Claro que o que menciono aqui não é uma definição estrita da economia. É, antes, uma noção relativa de “sem risco” no contexto em que se está inserido.

No mundo das finanças tradicionais, a taxa de retorno sem risco costuma ter como referência a rentabilidade dos títulos do Tesouro dos EUA de curto prazo, que tende a ficar, a longo prazo, em uma faixa de 2% a 5%; atualmente, está por volta de 3,80%.

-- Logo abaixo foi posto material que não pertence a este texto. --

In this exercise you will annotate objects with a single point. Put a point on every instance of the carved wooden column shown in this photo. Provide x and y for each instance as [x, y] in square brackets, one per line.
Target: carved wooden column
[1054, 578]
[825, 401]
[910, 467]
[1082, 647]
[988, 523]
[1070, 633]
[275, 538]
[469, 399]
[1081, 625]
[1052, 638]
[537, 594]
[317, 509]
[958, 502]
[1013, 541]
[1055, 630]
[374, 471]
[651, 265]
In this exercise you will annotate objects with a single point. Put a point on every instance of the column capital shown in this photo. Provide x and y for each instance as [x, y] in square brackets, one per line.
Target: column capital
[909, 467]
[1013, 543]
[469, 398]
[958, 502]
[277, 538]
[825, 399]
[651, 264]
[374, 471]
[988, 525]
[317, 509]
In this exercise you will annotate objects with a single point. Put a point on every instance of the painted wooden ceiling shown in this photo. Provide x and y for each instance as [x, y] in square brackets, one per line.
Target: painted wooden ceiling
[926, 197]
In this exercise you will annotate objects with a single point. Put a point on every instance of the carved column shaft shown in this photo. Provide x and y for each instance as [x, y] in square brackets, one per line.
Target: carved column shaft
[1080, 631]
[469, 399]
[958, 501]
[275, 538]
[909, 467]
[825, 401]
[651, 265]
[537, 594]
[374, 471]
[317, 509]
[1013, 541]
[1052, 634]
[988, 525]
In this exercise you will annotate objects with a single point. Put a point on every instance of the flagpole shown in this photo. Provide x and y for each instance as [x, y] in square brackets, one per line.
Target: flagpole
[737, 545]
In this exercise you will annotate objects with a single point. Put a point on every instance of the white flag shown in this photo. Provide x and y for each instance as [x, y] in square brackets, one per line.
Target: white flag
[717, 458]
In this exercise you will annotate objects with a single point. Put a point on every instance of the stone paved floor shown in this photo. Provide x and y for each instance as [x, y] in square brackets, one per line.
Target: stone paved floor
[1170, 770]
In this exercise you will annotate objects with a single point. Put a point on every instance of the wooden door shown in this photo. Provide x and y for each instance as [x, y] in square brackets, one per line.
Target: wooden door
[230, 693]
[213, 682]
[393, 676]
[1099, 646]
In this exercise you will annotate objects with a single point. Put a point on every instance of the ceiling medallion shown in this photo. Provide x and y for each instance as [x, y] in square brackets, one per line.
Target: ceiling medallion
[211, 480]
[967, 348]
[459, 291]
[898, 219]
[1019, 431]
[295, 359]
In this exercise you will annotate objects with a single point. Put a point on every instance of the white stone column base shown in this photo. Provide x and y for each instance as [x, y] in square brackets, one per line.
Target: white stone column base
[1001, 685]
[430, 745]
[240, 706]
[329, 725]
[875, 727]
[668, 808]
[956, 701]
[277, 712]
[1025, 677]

Já no contexto do mercado cripto, normalmente tratamos alguns métodos de rendimento com coeficientes de segurança mais elevados como taxas de retorno sem risco ou de baixo risco.

Tomando o USD1 como exemplo: o apoio de 100% em reservas a partir da emissão ligada à família Trump + depósitos em dólares e outros equivalentes de caixa como títulos do governo dos EUA; além disso, permite resgate 1:1. Tudo isso fez com que o USD1 se tornasse uma das referências da taxa de retorno no mercado cripto.

Nas seis rodadas de atividades passadas, o USD1 manteve incentivos de alto rendimento continuamente, com uma taxa anualizada entre 4,94% e 15,56%.

Embora pareça não ser tão alta, ainda assim é significativamente maior do que os títulos do Tesouro de curto prazo dos EUA — sem falar nos outros países que adotaram políticas de aperto monetário.

A atividade do USD1, em grande medida, reteve recursos especulativos que poderiam retornar às finanças tradicionais. Para o mercado cripto obter incrementos e desenvolver-se a longo prazo, esse tipo de oportunidade de rendimento é indispensável.